17. Bangun?

51 8 11
                                    

"Kak Arhan!"

Semua menoleh ke arah sumber suara, kemudian beralih ke arah seorang lelaki yang terbaring tak sadar. Hening sejenak, mata mereka kembali serempak menatap anak kecil yang bersuara tadi.

"Kenapa, Rel?" Naila berkata lembut, menatap manik Darel dalam.

"Kak Naila ... tadi tangan Kak Arhan gerak."

Naila, juga yang lainnya, kembali menatap Arhan. Naila dan Darel kembali melangkah mendekati brankar tempat Arhan berbaring, pun mendekati bos juga rekan kerja Arhan.

"Kamu yakin, Dek?" sela Dito asal. Darel hanya mengangguk mantap.

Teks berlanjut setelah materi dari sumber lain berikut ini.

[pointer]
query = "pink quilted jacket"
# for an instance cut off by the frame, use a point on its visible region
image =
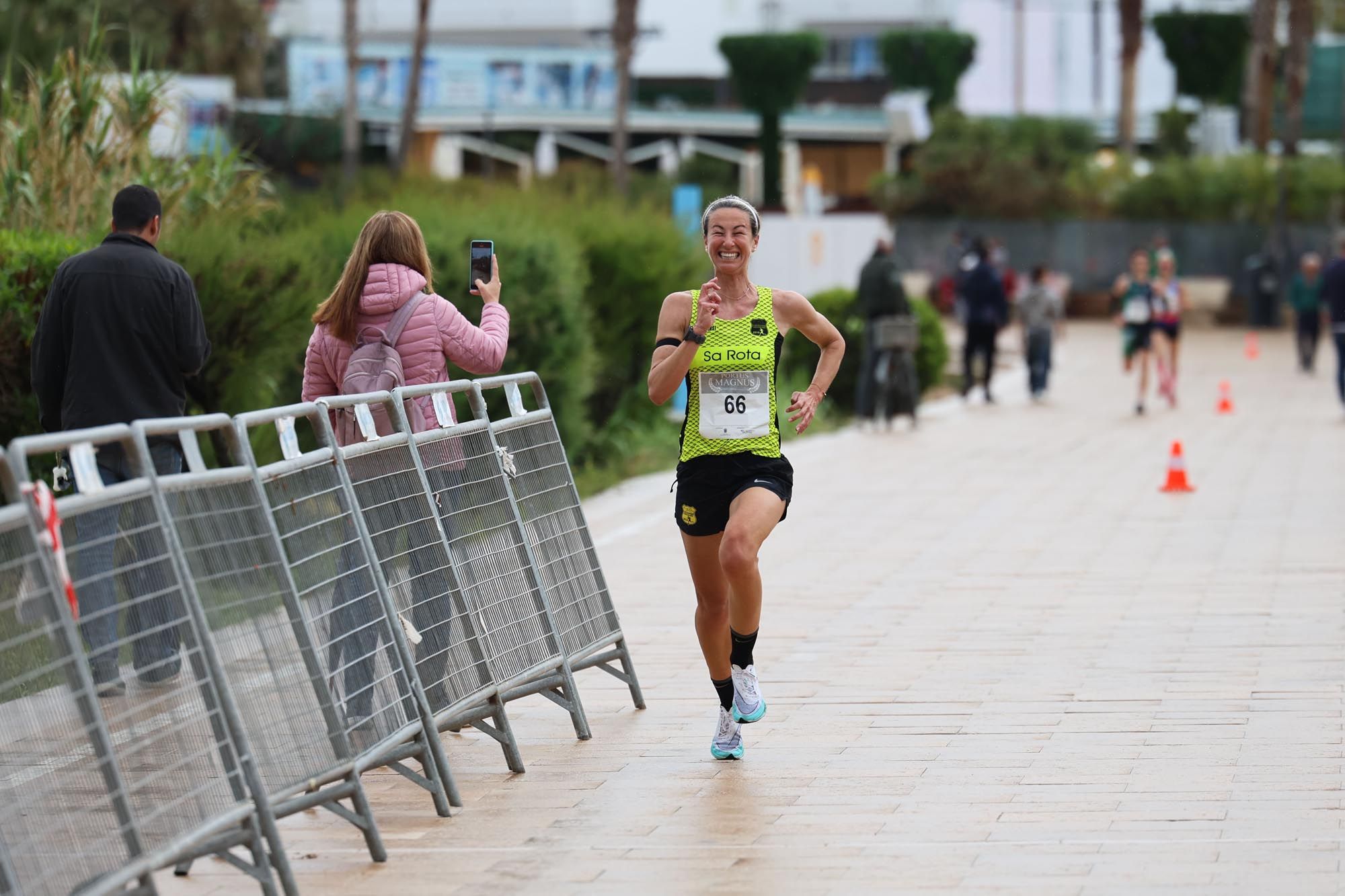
(436, 331)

Naila kembali menatap Darel. Melihat wajah Darel yang berseri, membuat Naila yakin dengan ucapan Darel. Wajahnya menunjukkan rasa senang ketika memiliki harapan untuk terkabulnya keinginan.

"Kak Arhan, bangun dong, jangan merem terus. Gak capek apa, Kak?" Darel kembali bersuara saat harapannya tak kunjung terealisasikan. Wajah berserinya mulai luntur perlahan, kembali dengan tatapan dingin yang suram.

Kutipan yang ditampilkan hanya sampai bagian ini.